With the establishment of the United States Air Force (USAF) in September 1947, Clovis AAF was reactivated. The 509th Airdrome Group, Clovis Detachment took over day-to-day responsibilities for the airfield on 16 December 1947. The 509th operated Clovis AAF as a detachment from its headquarters at Roswell Army Air Field, New Mexico, using the airfield as a deployment facility for the group's B-29s. Clovis AAF was renamed "Clovis Air Force Base" on 13 January 1948. However, with no funds to host an active Strategic Air Command (SAC) bomb wing, Clovis AFB was placed on reserve/standby status on 1 July 1948. Its caretaker unit was the 234th Air Force Base Unit.

474th Tactical Fighter Wing Commanders' F-100D Super Sabre at Cannon AFB during the 1950s.
474th Tactical Fighter Wing Commanders' F-100D Super Sabre at Cannon AFB during the 1950s

Clovis AFB remained on standby status until 1 April 1950 when jurisdiction was transferred from SAC to Air Training Command (ATC). ATC assigned the base as a sub post of Reese AFB, Texas on 12 May 1950, while construction ensued to bring the base up to USAF standards. Plans were made to make Clovis AFB a contract flying training facility, however, the advent of the Korean War changed the USAF's plans for Clovis and jurisdiction was transferred to Tactical Air Command (TAC) as a fighter base on 23 July 1951.

The first USAF unit to use Clovis AFB was the Air National Guard's 140th Fighter-Bomber Wing (140th FBW), which arrived in October 1951 after being activated due to the Korean War. The 140th FBW was a composite unit, made up of elements from the Colorado, Utah and Wyoming Air National Guards.
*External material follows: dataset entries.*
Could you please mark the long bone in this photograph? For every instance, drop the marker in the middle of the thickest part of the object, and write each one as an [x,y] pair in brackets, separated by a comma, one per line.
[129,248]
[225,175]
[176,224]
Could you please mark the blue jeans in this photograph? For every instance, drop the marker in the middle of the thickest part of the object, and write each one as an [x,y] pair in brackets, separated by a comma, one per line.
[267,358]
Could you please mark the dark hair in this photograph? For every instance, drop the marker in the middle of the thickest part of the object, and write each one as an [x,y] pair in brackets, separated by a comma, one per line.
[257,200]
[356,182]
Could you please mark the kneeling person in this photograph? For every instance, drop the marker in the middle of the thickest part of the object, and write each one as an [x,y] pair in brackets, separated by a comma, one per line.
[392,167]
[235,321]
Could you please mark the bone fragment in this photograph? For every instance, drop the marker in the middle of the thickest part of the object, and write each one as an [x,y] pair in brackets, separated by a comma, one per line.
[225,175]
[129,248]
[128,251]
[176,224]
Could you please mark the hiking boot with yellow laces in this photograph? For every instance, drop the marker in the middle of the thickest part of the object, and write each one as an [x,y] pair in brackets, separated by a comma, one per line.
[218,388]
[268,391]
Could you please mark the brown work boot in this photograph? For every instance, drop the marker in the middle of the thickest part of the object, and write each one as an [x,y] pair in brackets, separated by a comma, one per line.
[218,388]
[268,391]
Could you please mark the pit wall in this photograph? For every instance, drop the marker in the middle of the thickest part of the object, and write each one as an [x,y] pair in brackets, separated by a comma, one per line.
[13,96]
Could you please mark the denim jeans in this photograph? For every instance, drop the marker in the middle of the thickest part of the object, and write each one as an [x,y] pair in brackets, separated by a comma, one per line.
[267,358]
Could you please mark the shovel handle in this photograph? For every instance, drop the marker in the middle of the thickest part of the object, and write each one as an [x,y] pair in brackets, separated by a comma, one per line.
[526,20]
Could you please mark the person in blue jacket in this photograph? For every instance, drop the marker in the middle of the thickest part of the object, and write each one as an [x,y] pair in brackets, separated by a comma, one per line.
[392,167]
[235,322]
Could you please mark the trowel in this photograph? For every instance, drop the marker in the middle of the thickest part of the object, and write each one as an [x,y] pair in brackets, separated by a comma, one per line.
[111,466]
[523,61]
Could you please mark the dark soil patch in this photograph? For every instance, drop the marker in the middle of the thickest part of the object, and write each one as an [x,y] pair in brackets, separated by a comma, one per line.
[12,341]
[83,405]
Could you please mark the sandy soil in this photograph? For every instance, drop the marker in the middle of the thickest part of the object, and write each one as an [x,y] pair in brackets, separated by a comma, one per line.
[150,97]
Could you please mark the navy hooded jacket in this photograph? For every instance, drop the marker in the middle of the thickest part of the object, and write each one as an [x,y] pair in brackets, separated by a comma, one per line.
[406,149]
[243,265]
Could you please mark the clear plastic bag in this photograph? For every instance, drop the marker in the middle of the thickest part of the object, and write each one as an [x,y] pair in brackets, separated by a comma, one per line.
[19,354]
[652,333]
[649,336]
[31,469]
From the early 1970s to the early 1990s Cannon AFB was the sole operator of the F-111D Aardvark tactical fighter bomber. The F-111D aircraft were operated by the 522nd, 523rd, and 524th Tactical Fighter Squadrons. The mesas and canyons of the largely unpopulated terrain in eastern New Mexico were ideal for training crews to use the F-111s terrain following radar. To obtain crew practice dropping ordinance, the F-111s used the nearby Melrose bomb range.

21st century

This section needs to be updated. Please help update this article to reflect recent events or newly available information. (May 2014)

On 13 May 2005, the Secretary of Defense recommended that Cannon Air Force Base be closed as part of the Base Realignment and Closure Commission (BRAC) process. However, on 25 August 2005, the BRAC Commission overturned the recommendation that the base be closed, but upheld the withdrawal of the base's F-16 Fighting Falcon fighter aircraft. The USAF had until 31 December 2009 to propose a new use for Cannon AFB, otherwise the base would be closed in 2010.[11] Cannon AFB attempted to reopen a rejected EIS alternative, by substituting an Environmental Assessment. Comments were accepted through 4 October 2010.[12]

On 20 June 2006, it was announced that Cannon AFB would transfer from Air Combat Command (ACC) and become an Air Force Special Operations Command (AFSOC) installation. Initial word was that the 16th Special Operations Wing would transfer from Hurlburt Field, Florida. It was later decided that the 27th Fighter Wing would transfer from ACC to AFSOC and become the 27th Special Operations Wing. This action would entail expanding and realigning some aspects of both the 16th Special Operations Wing and AFSOC, also headquartered at Hurlburt Field. This designation means that the base will receive new aircraft to replace the F-16s lost in the BRAC realignment. Jurisdiction was formally transferred to AFSOC on 1 October 2007 and new airframes such as the CV-22 Osprey and AC-130H Spectre were assigned to the new wing at Cannon.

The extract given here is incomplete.